教育訓練用小型原子炉の試作について


 原子力平和利用研究費補助金による教育訓練用小型原子炉の試作については、本年2月16日付官報により民間から公募して審査を行ってきたが、さる6月17日開催の原子力委員会において、 (株)日立製作所および東京芝浦電気(株)から申請のあった原子炉2件を採用することに内定した。この原子炉はさらに原子力委員会原子炉安全審査専門部会でその安全性が確認された後、正式に補助金交付を決定する予定である。

 原子力開発の進展にともない、原子力技術者の需要が増加し、その養成訓練にとって教育訓練用の原子炉が必要とされ、かつ大学その他の研究機関において設置の希望が増加しつつある現在、同種原子炉の国産化は今後さらに動力炉の国産化を計る上にも促進されねばならない機運にあることの考慮のもとに補助金の交付を行い試作を行うこととなったものである。

 試作原子炉の仕様は、先進国における原子炉のうち、アルゴノート、トリガーII、 L-77、 AGN-201等の原子炉を対象として、これらの持つ特性を総合し、慎重なる比較検討を行い、大学などにおいて教育訓練用に使用する原子炉で、熱出力は10〜30kW、最大100kW以下とし、負温度係数をできうるかぎり大とする等自己制御が良く、誤操作によっても危険を生じないような安全装置を施したものであることを第一義とし、燃料要素もできるだけ国内加工によるという要望のもとに決定された。これらの要望と合わせて、補助金本来の使命である各部品の国産化の比率が高いこと、また外国製の原子炉にくらべて新味を有し、かつ自社あるいは大学等で教育訓練用に使用する見通しのあること等が審査の主体となった。

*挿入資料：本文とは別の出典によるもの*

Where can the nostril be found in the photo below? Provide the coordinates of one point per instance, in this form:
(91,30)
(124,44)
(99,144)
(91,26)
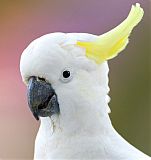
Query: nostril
(41,79)
(45,104)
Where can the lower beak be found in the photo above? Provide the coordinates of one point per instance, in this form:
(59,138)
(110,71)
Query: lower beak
(42,99)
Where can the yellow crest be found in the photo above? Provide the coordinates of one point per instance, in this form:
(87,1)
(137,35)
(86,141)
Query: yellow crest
(108,45)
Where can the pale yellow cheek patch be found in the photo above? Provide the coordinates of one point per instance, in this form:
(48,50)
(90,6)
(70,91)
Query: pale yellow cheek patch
(110,44)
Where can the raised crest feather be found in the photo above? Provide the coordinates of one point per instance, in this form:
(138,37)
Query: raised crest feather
(110,44)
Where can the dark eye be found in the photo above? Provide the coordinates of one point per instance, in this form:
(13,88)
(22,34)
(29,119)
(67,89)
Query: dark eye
(66,74)
(41,79)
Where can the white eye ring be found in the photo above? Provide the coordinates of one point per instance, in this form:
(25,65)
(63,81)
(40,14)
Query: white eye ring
(66,75)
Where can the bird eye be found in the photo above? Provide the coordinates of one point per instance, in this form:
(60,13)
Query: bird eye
(41,79)
(66,75)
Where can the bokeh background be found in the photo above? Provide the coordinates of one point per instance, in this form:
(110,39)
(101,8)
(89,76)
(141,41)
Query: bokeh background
(21,21)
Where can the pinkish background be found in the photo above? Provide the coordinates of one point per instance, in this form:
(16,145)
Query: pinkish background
(21,21)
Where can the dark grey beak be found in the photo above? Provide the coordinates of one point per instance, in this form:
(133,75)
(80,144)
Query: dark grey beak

 この教育訓練用小型原子炉の大要は別表のとおりであるが、おのおののおもな特長としては I は超過反応度が0.7%に押えてあるので比較的安全であること、II は燃料を国産する、可能な実験範囲が広い、中性子束が高い、強制循環であること等がみられる。製作期間はII が燃料を国産する関係で I よりは若干日時を要するものと思われる。